George Orwell wrote, “Power-worship blurs political judgment because it leads, almost unavoidably, to the belief that present trends will continue.” He was referring to Western intellectuals and journalists who had consistently reversed their predictions of who would win or lose the war to correspond with the latest Allied or Nazi victory. But the principle is just as true today on the domestic front. Haven’t you noticed how the high priests of conventional wisdom always saw at least two sides to everything Bill Clinton did, until he lost power. Then, all of a sudden, his last acts were “indefensible” and “incomprehensible.” If he’d pardoned Marc Rich in early 1996 with a full term ahead of him, do you really think the Washington Post would be so outraged? I don’t.

Announcement

So on Friday I announced that the National Review Online Flying Monkey T-shirts had finally arrived. The immediate and swift response from the market?

“What the hell are you talking about?”

When you think about it, it’s not an unreasonable question. Dozens of people wanted to know why we were selling apparel with depictions of chimps taking flight. Were there soaring simians in God and Man at Yale? Is this some veiled commentary on the current state of the creationist debate? Was your webmaster sniffing toner cartridges again?

This points to an ongoing challenge. NRO has picked up a lot of new readers, which is great. Also, some long-time readers are too high on huffed hairspray to catch everything going on. Someday I will do a full FAQ for new readers. But for right now, let me tell you what a Flying Monkey (as opposed to the cheese-eating-surrender variety) is.

Well, you are a flying monkey. Okay, not the plural you. But you the person for whom I imagine I’m writing this column; you the guy who sends me three paragraphs on what the most Rousseauian line from Silence of the Lambs was; you, the gal who explains to me why my dog shouldn’t be opposed to Bulgarian nationalism; you the pop-culture-drenched dilettantes and intellectual jacks-of-all-trades-but-masters-of-none who know how Kirk won the Kobiashi Maru but are also curious about Augustine’s City of God.

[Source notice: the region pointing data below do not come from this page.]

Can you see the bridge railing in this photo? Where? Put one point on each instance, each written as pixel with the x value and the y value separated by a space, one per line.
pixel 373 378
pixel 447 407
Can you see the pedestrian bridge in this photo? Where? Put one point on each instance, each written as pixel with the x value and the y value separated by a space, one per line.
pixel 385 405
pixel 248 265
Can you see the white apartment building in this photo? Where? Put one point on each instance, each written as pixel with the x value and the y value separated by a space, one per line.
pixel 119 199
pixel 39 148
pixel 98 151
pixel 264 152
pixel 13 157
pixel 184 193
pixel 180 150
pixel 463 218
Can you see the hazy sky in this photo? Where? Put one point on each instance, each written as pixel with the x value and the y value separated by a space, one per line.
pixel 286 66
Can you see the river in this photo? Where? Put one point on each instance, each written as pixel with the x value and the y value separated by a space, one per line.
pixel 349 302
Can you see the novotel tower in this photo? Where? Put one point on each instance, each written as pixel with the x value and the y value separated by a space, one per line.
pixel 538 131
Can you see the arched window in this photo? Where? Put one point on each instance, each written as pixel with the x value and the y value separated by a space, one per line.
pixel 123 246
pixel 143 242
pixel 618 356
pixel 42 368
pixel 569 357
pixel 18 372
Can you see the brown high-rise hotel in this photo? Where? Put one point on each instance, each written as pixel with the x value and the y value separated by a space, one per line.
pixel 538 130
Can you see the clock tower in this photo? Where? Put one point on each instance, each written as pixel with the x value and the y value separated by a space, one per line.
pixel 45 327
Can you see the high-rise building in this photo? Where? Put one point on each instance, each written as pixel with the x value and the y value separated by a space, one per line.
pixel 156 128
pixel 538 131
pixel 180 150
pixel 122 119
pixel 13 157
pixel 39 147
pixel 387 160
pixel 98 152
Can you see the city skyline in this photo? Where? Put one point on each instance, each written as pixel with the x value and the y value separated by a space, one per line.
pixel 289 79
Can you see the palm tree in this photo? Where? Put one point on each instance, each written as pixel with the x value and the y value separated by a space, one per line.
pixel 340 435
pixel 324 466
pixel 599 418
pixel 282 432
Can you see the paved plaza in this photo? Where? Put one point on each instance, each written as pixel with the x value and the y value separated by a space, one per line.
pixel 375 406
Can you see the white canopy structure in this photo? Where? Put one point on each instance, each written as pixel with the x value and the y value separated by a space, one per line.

Flying monkeys are the people who keep me on my toes, much like Robert Reich at a urinal. You are scattered — like the Nockian Remnant or perhaps like so many Junior Mints you’re too tired to pick out of the carpet — across the United States and the world. You dwell in veal-pen cubicles and home offices, on military bases and oil derricks. Some of you are not quite conservatives, others are not quite geeks; but you hang out at NRO, if only for the slice of cantaloupe at the end.

The phrase “flying monkey” — originally from the Wizard of Oz of course — has been a term of art for loyal readers of this column and NRO for a long time. Just search for “Flying Monkey” in our search engine if you don’t believe me. I didn’t come up the phrase; NR’s associate publisher, Jack Fowler, did. We use it as a term of affection and I hope you will take it in that spirit. If you don’t, I’m sure I’ll hear about it.